RAIN FOREST Leader vows to capture nun killers



The president says he will establish order in the forest.
BRASILIA, Brazil (AP) -- Brazil's president promised Monday that federal authorities would capture the remaining suspects in the killing of an American nun who died trying to protect the Amazon rain forest and peasants living there.
President Luiz Inacio Lula da Silva spoke a day after a second suspect was taken into custody in the killing of 73-year-old Dorothy Stang. The native of Dayton, Ohio, was shot to death Feb. 12 in the lawless Amazon state of Para, where conflicts are common among peasants, loggers, land speculators and ranchers.
"It's repulsive that people think the solution to a conflict is a .38-caliber revolver, as serious as the situation might be," Silva said on his biweekly radio show. "We're not going to rest until we catch these murderers."
Silva also said Brazil's government would establish order in the world's largest wilderness, which sprawls over 1.6 million square miles.
"We will show clearly that, in our government, there is no impunity, that the Amazon is ours and we will take control of our territory," Silva said.
Captured suspect
The suspect taken into custody Sunday, Rayfran das Neves Sales, is accused of being one of the two gunmen who killed Stang with six shots in a settlement near the rural town of Anapu, about 870 miles north of Brasilia, police said.
A military patrol that is part of a 2,000-soldier contingent sent to the area after Stang's death received a tip that Sales was hiding in thick forest near the Trans-Amazon highway.
He was being held in Anapu pending transfer for questioning Monday to the city of Altamira, about 80 miles away, Police Chief Luiz Fernandes said by telephone from Altamira.

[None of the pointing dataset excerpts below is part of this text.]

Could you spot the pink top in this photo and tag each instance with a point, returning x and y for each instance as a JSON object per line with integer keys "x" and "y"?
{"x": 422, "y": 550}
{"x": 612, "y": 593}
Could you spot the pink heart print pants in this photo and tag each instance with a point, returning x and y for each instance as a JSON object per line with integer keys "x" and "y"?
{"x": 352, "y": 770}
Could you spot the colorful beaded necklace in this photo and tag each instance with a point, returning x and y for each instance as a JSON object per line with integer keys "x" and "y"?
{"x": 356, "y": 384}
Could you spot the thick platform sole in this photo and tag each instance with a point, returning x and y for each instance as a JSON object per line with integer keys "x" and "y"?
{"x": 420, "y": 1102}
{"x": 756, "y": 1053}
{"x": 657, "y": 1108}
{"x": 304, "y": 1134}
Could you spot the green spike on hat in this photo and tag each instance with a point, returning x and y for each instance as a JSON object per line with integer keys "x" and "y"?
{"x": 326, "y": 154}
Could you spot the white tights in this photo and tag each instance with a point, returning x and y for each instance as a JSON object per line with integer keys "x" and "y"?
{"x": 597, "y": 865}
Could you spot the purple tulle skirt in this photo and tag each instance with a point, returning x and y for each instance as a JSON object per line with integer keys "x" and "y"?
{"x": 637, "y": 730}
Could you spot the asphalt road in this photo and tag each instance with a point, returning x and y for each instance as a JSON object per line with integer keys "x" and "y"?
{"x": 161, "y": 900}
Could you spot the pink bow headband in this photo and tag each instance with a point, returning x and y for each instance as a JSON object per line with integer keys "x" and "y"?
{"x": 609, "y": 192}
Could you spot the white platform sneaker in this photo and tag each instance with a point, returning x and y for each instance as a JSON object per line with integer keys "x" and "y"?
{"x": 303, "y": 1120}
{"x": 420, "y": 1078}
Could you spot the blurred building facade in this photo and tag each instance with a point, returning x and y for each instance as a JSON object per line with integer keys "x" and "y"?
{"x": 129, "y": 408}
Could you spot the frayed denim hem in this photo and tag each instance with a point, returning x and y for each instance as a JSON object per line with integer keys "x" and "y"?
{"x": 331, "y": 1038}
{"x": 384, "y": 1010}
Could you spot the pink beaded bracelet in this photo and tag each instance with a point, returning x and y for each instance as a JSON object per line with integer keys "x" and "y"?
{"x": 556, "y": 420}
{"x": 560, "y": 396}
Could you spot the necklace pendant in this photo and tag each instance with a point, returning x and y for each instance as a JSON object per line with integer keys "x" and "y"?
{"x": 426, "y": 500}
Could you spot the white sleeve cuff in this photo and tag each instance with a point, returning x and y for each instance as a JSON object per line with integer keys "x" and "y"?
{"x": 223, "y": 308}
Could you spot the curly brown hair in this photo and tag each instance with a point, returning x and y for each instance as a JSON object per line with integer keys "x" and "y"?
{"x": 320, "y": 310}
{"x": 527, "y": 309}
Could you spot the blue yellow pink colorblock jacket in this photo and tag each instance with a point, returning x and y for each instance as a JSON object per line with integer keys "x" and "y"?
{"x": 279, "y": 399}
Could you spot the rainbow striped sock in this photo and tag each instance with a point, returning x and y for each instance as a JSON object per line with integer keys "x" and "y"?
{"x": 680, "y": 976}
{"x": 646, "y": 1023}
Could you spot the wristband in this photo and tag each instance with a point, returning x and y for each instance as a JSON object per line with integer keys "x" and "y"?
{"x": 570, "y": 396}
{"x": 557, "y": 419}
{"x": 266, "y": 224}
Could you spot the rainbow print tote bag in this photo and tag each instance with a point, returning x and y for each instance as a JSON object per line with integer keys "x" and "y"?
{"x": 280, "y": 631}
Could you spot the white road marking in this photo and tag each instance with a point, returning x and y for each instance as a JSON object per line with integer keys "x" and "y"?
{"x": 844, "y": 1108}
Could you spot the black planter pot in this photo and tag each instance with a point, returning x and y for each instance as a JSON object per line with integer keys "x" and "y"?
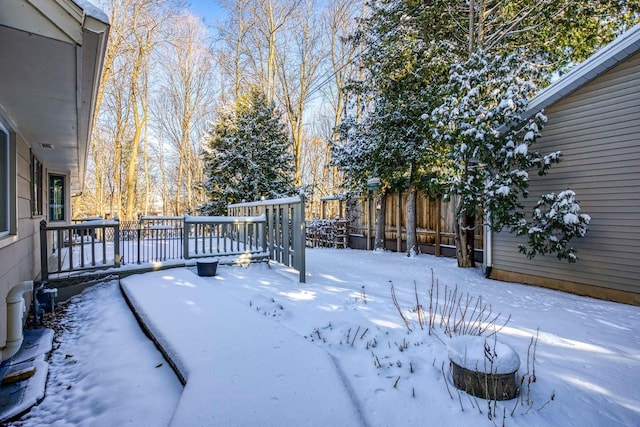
{"x": 207, "y": 268}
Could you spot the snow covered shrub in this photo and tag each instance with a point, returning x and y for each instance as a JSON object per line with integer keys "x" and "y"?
{"x": 555, "y": 221}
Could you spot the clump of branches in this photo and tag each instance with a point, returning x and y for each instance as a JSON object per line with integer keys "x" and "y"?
{"x": 455, "y": 312}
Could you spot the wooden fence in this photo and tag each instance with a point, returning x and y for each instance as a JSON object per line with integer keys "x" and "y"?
{"x": 435, "y": 224}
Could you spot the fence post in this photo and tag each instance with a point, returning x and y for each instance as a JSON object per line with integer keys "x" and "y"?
{"x": 44, "y": 264}
{"x": 116, "y": 242}
{"x": 185, "y": 238}
{"x": 301, "y": 238}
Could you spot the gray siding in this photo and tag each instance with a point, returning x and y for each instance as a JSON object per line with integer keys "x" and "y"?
{"x": 597, "y": 128}
{"x": 20, "y": 259}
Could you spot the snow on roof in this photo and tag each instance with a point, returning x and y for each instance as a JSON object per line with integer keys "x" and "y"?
{"x": 92, "y": 10}
{"x": 619, "y": 50}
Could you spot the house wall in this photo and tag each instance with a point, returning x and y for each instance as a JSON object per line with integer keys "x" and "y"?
{"x": 19, "y": 252}
{"x": 598, "y": 130}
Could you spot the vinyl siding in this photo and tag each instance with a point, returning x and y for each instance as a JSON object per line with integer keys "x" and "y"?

The first suspect detained, Amair Freijoli da Cunha, is accused of hiring the gunmen, although he has denied any involvement. He was charged Sunday with conspiracy to murder.
Authorities are still searching for a second gunman and a rancher suspected of ordering the killing.
"Two down, two to go," Fernandes said.
Stang, a naturalized Brazilian, spent the last two decades of her life living in Para, trying to protect the rain forest and peasants from loggers and ranchers vying for the area's rich natural resources.
Responding to the international outcry over her killing, Silva put nearly 19,900 square miles of Amazon land under federal environmental protection and suspended logging in some hotly disputed areas.
He admitted that tighter government controls in the Amazon have touched a nerve.
"These things have bothered some reactionaries, some conservatives in the logging industry," Silva said. "Just as the state grants concessions to exploit gas, to exploit water, to develop petroleum, we must have the authority to grant a concession for a logger to cut down a tree."
The forest
Rich Amazon stands of hardwoods -- mahogany, ipe and massaranduba -- are coveted by loggers, who often cut the timber illegally.
Brazil is under added pressure to preserve its rain forest with the recent enactment of the Kyoto global warming pact, which requires 35 industrialized states to cut emissions of "greenhouse gases" blamed for rising world temperatures.
The Amazon forest is essential to the success of the pact, because the vast wilderness absorbs carbon dioxide, a major greenhouse gas, and produces oxygen.
"The forest is an asset of mankind, an asset of Brazil -- now more than ever, with the approval of the Kyoto Protocol," Silva said. "So we will not back down."